Riiiiiiiiiiiiiiiiiiiiiiiiiiiiiiiiiiggggggggggggghh hhhhhhhhhhhhhhht.
Do you believe every slander of Trotsky you read?

Pete
15th March 2003, 01:55
*frowns at the stupid troskty vs stalin debate flaring up*

Question, did Trostky not sleep in a palace?

Cassius Clay
15th March 2003, 11:20
Quote: from peaccenicked on 1:43 am on Mar. 15, 2003
trotsky did what? YEAH.
Riiiiiiiiiiiiiiiiiiiiiiiiiiiiiiiiiiggggggggggggghh hhhhhhhhhhhhhhht.
Do you believe every slander of Trotsky you read?
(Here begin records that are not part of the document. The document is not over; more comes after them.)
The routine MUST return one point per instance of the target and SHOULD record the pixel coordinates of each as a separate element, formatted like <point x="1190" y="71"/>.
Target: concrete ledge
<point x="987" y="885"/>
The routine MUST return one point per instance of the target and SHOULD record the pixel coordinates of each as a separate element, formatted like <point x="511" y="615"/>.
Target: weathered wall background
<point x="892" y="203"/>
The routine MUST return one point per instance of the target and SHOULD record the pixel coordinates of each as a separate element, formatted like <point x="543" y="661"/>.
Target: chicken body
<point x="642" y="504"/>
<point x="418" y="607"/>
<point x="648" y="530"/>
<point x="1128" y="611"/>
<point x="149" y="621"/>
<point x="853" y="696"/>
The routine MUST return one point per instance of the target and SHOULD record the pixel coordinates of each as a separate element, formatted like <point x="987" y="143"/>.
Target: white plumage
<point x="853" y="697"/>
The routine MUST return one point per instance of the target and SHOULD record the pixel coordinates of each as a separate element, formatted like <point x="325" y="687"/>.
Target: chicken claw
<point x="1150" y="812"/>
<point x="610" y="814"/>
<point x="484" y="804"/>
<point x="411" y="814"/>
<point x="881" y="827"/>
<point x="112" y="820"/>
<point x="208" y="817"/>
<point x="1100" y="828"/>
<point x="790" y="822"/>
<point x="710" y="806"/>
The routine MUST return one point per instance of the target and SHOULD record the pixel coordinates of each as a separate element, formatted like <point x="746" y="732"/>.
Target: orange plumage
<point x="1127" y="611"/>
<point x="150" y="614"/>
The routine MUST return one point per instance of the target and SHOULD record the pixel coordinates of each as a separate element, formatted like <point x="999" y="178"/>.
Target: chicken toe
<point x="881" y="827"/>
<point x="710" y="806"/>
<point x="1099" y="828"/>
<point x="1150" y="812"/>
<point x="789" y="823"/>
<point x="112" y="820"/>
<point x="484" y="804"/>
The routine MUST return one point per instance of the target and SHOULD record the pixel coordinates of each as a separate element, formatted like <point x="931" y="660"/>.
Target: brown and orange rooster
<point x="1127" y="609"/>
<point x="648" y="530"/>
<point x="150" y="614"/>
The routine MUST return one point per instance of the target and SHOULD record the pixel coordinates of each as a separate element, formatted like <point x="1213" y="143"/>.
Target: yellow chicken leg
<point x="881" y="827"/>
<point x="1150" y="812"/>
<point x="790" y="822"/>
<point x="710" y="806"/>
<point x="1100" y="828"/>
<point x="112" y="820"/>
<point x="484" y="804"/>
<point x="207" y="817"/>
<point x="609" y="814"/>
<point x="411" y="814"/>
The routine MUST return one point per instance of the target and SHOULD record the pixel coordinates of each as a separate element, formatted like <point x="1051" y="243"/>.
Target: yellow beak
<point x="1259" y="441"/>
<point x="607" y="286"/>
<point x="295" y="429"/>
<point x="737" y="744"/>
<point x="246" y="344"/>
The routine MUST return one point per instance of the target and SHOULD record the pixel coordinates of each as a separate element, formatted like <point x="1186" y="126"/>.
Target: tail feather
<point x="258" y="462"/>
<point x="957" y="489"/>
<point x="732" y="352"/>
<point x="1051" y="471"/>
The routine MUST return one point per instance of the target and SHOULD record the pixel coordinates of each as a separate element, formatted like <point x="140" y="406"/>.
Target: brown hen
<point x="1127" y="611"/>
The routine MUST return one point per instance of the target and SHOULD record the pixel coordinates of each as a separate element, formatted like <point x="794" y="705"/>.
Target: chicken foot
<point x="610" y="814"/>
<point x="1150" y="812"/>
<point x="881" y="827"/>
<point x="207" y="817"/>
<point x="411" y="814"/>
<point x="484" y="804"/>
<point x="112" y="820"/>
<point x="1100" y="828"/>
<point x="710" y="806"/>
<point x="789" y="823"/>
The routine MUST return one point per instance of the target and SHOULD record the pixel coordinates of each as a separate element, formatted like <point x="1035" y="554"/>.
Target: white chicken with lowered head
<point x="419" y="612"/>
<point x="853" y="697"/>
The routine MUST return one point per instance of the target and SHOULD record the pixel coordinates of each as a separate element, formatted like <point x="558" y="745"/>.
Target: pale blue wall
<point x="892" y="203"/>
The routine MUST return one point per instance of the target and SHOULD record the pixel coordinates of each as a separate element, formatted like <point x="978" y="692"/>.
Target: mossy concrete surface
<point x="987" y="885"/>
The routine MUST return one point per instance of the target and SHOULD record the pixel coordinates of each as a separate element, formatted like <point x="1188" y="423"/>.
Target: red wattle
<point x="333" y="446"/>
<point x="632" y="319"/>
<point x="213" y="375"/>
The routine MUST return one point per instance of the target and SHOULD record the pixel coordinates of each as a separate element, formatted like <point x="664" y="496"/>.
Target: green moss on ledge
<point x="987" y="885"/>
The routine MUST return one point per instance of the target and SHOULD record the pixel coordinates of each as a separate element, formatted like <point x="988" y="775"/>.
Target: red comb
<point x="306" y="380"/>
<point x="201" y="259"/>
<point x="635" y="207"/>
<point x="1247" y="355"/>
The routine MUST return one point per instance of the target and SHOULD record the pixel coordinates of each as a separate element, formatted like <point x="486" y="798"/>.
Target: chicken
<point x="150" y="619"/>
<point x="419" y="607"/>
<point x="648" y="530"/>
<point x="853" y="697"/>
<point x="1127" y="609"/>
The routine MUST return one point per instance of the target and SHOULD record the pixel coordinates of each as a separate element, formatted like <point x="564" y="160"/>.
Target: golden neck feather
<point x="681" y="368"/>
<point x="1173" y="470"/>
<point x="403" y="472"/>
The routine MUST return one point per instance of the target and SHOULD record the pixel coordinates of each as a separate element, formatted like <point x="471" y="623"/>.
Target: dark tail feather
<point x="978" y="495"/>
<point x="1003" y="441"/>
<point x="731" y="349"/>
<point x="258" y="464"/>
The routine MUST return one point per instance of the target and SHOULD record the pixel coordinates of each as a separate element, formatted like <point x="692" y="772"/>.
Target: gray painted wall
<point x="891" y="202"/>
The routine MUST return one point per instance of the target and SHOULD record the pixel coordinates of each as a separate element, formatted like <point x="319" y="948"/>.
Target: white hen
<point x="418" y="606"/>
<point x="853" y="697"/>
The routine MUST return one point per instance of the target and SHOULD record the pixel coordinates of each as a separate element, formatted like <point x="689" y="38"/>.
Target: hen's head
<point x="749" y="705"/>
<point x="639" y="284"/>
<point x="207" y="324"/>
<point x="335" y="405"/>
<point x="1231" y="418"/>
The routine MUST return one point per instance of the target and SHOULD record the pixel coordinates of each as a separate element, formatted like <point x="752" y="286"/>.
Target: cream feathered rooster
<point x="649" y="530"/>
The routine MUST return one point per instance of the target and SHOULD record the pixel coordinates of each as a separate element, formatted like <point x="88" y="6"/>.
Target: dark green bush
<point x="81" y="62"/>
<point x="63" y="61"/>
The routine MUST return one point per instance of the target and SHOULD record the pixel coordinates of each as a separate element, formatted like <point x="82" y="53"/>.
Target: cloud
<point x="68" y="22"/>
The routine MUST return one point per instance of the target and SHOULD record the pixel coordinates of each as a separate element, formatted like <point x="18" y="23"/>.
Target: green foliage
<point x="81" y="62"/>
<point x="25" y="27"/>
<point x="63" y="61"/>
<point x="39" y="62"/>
Yeah that's right he did precisly that. Go to the 'American on Josef Stalin' thread which is in this forum a few pages back. And also according to one Trotskyite it's okay to throw workers into concentration camps for merely turning up late to work. As I said in the thread I was amazed to meet a Trotskyite who actually understood what Trotsky and Trotskyism means. Anyway go to the thread all the evidence is there.

Eastside Revolt
15th March 2003, 20:15
Ymir,

You may be right about everything except the alliance with japan. But at least we wouldn't have had such a black-mark on socialism made by Stalin. And if there is hope today for a socialist revolution, then there still would have been after those events.
Those people that you mentioned taking power would never have listened to Keynes and they would have plunged us into another depression, hence fuelling socialism.
Aswell if Trotsky had taken power, he wouldn't have had so many socialist schollars executed for stupid Stalinist reasons, who knows what kind of effect this would have. It could only have been positive.

Cassius Clay
15th March 2003, 20:35
Redcanada you are aware that if Lenin had lived another ten or even thirty years so called 'Historians' or 'Experts' would be writing the same things they do of Stalin of Lenin or whoever had taken over.

As for your claim that 'socialist schollars executed for stupid Stalinist reasons' what is all this about?

Back to the orginall point Trotsky wanted to throw workers into concentration camps for merely turning up late, hardly a 'workers paradise'.